Oberammergau – So unterschiedlich können manchmal die Sichtweisen sein: Als „Herzensangelegenheit der Bürger“ bewertete Karl-Heinz Götz in der Oberammergauer Gemeinderatssitzung am Mittwoch die Rialtobrücke über die Ammer. Demgegenüber sieht Anton Preisinger in dem rund 40 Jahre alten und 39 Meter breiten Holzbauwerk, das mittlerweile seit zwei Jahren aus Sicherheitsgründen gesperrt ist, „einen absoluten Schandfleck“.

Wie es nun mit dem Pürschlingsteg künftig weitergehen soll, darüber sind die Meinungen in der Volksvertretung geteilt. Mit 6:9-Stimmen ist ein Abbruch erst einmal abgelehnt worden. Dabei hatte das Ratsplenum in seiner Sitzung Mitte Mai dieses Jahres noch mit 15:4-Mehrheit beschlossen, die Planungen für einen Abriss und Neubau aufzunehmen.

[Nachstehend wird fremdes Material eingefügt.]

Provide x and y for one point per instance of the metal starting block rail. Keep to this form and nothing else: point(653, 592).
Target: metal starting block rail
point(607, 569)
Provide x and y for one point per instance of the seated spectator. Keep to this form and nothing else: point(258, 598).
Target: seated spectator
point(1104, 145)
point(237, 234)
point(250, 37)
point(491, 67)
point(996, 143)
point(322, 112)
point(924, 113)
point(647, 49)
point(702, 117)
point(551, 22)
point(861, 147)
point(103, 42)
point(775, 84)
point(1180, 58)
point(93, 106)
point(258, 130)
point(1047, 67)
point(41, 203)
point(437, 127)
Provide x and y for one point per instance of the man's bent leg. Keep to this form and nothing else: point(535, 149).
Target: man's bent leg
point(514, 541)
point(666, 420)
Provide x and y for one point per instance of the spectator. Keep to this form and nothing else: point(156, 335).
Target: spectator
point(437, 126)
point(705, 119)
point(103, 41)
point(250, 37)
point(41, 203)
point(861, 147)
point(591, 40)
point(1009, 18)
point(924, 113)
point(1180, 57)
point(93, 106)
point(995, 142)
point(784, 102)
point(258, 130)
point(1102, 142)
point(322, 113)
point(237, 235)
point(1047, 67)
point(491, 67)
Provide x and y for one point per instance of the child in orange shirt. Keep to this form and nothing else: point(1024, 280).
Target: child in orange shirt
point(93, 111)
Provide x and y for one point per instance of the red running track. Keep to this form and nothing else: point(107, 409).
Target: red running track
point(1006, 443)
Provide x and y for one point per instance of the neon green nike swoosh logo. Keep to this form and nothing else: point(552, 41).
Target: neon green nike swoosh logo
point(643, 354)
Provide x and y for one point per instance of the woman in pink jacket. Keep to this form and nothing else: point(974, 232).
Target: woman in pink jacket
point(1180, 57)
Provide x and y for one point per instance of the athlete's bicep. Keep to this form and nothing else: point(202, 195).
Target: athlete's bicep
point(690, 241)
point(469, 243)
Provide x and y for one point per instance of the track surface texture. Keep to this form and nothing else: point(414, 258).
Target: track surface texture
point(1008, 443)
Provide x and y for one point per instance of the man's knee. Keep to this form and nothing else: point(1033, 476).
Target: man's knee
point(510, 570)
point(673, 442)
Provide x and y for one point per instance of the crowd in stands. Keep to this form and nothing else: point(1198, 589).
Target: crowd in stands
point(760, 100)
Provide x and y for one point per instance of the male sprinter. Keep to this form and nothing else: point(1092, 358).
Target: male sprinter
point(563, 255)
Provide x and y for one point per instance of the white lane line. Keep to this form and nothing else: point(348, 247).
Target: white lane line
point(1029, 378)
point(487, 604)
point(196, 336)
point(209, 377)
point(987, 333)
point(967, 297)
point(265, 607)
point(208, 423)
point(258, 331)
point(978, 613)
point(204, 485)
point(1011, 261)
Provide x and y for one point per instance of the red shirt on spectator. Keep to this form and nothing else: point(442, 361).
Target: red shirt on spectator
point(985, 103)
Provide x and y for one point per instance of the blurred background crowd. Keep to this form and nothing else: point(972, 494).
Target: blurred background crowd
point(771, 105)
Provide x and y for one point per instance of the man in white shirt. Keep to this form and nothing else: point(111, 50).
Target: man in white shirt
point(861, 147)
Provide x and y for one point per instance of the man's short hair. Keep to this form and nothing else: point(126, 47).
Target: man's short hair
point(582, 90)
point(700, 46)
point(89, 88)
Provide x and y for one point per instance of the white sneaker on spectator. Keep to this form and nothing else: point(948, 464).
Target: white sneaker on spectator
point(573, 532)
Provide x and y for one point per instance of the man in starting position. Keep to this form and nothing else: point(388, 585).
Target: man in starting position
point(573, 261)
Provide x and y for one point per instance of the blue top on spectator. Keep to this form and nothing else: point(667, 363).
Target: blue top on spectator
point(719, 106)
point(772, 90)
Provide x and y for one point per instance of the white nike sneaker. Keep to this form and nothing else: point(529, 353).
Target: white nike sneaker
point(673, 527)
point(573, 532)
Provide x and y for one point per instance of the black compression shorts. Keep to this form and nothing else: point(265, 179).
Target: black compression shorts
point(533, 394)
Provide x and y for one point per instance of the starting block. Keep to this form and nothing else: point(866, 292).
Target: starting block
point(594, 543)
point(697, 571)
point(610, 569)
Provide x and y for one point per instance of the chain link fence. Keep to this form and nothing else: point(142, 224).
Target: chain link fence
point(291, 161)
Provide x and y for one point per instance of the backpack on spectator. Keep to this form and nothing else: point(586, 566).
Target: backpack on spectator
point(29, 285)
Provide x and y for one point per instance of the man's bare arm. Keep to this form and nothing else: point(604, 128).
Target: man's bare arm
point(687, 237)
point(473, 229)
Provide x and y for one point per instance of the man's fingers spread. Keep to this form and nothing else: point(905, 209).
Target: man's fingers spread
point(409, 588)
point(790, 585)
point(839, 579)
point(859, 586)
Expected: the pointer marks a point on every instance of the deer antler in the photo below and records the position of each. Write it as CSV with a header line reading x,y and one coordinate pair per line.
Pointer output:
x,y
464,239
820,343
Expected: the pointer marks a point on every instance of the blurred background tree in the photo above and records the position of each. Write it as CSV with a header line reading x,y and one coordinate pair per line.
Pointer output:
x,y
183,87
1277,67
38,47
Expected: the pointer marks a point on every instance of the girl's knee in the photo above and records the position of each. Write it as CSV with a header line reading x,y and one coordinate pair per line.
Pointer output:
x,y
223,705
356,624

Begründung damals: Eine Sanierung für geschätzte 250.000 Euro sei zu teuer.

Nun bleibt vorerst alles beim Alten. In einem vorab veröffentlichten Presse-Statement hatte die Freie-Wähler-Fraktion erklärt, dass sie einen Abriss-Beschluss nur dann mittragen werde, wenn gleichzeitig beschlossen werde, zeitnah den Neubau der Brücke umzusetzen. Bauamts-Chef Johannes Lang stellte dazu fest, dass ein Abbruch unabhängig von einem Neubau erfolgen könne. Da in der Brücke noch ein Strom- und ein Fernmeldekabel sowie eine gemeindliche Steuerleitung verliefen, müssten dafür andere Trassen gefunden werden.

Gegen einen vorzeitigen Abbruch, ohne gleichzeitig ein (Finanzierungs-)Konzept mit Plänen für einen Neubau auf dem Tisch zu haben, sprachen sich Simon Fischer und Florian Schwarzfischer aus, während Anton Preisinger dafür plädierte, den Ratsbeschluss vom Mai umzusetzen: Abriss und Neubau. Peter Held rügte, dass in den letzten fünf Monaten nichts passiert sei: „Da hätte man auch mit den Planungen für einen Neubau beginnen können.“ Dem Vorwurf der Untätigkeit wollte Bauamts-Chef Lang nicht so auf sich sitzen lassen: „Das Thema war schon fünfmal auf der Tagesordnung, dreimal war ich umsonst hier herinnen.“

Das Thema Rialtobrücke ist mit dem Beschluss vom Mittwoch vorerst vom Tisch: Spätestens bei den Haushaltsberatungen 2018 wird es aber neu aufgerollt, weil der Kämmerer im laufenden Etat 2017 noch über Ausgabereste von 227.000 Euro verfügt, die bisher nicht abgerufen wurden.